A new darkness slips behind my eyes into the void of fog that has planted itself in my head. It settles, steady, rising and falling in breath and waiting. Just waiting. I breathe harder before choking. Its caught in my throat. It sits there keeping me, holding me in the moment, refusing to let me carry on with the life that will only let this moment pass through a continued rhythm.
There is an intensity that I am supposed to be feeling and I wont be released until I accept that fact. The fragile fix-it job that so tenderly held what was left of my innocence together has crumbled through the actions of my own hand and now I am forced to live with it.
There is no end to this. Not this one. Not this time.
As things change so do I and the darkness releases an unexpected calm that I don’t know what to do with. The scream thats building up inside me, the part that needs so badly to be crumbled, just can’t find a footing for launch.
I think I might be taking my life back.
Emotions can be stronger than words and not always easily expressed. They don’t always make sense and they sometimes can’t be identified. They can save us as we lose ourselves in them and they can cause irreplaceable emptiness at the same time as they fill us with light. At the same time as they fill us with life.
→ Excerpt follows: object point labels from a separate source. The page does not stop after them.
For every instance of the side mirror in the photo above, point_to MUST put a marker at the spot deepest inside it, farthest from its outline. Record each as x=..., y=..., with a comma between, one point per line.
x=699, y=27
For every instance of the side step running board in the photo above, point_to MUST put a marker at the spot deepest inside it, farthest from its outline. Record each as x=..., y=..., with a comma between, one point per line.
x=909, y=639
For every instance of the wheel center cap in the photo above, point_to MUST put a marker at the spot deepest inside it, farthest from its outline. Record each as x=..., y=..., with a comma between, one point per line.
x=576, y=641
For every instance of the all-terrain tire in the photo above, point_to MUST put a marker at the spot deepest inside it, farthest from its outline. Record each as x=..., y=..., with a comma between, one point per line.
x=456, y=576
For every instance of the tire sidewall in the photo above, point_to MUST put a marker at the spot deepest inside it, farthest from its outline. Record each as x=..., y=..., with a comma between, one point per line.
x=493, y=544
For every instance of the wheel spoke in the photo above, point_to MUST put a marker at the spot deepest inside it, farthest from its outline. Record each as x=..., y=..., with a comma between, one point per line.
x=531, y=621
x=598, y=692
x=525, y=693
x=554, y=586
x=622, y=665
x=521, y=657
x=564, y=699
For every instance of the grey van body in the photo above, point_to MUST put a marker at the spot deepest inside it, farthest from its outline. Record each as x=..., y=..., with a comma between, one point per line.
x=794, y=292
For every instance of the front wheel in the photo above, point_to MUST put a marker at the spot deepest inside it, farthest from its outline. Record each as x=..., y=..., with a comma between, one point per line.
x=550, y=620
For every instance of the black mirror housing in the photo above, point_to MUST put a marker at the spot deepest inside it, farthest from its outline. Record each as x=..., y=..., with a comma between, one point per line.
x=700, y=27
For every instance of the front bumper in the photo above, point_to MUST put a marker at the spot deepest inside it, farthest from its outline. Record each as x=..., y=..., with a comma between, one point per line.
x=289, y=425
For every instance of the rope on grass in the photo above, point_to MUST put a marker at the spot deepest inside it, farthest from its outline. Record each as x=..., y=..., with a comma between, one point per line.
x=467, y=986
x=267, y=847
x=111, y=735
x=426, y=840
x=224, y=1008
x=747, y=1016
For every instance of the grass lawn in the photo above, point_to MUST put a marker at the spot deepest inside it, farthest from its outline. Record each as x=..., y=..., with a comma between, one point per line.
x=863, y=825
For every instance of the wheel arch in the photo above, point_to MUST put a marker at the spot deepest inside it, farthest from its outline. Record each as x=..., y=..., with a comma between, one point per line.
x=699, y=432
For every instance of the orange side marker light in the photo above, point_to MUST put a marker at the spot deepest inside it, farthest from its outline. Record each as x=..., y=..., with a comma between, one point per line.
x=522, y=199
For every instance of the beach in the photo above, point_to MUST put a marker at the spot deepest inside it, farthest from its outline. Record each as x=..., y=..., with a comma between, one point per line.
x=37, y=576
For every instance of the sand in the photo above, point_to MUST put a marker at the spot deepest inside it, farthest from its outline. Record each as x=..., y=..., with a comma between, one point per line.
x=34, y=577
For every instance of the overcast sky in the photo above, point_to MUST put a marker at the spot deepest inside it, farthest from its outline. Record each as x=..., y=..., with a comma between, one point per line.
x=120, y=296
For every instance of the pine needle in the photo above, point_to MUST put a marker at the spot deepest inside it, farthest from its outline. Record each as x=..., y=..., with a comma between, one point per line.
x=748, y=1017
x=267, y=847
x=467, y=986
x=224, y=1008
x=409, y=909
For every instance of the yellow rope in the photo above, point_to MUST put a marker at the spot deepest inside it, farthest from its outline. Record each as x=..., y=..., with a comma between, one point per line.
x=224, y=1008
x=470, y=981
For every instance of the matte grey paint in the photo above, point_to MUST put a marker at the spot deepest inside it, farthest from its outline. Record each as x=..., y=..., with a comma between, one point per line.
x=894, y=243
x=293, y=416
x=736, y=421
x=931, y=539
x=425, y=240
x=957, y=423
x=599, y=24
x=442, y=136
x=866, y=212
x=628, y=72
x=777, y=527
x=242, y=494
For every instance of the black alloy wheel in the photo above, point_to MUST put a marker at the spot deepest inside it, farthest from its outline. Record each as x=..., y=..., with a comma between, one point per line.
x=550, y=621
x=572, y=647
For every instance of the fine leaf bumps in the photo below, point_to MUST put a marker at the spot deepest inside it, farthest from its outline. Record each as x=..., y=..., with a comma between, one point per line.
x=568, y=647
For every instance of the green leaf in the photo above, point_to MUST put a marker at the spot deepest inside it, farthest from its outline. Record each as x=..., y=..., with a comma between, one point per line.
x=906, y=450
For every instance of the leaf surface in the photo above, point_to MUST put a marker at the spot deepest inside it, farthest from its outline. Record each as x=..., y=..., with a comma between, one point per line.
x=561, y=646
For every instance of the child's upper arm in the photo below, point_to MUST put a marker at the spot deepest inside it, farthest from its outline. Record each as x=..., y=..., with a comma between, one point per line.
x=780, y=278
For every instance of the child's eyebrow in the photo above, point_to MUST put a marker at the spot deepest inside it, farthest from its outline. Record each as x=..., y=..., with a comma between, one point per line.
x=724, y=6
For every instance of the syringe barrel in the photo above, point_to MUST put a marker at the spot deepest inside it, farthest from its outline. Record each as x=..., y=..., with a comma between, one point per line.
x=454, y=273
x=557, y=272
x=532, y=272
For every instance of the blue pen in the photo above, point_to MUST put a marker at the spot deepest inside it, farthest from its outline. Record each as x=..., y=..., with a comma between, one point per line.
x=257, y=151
They are the essence that makes up the give and take of being alive and we ALL have them.
It can be tempting, even easy, to try and box them up but the gilded ribbon tying that box shut will eventually rot. They have to be dealt with sooner or later. To be here is almost like an awakening. Sometimes I am so flooded with the rising tied of emotions that it can feel like a physical drowning. To go though this is at the same time overwhelmingly consuming and energy reaping.
It takes guts to keep this kind of work up and I commend each and every girl here for taking on the trial of a lifetime. When we work we work do it with everything we have and we entirely deserve the outcome.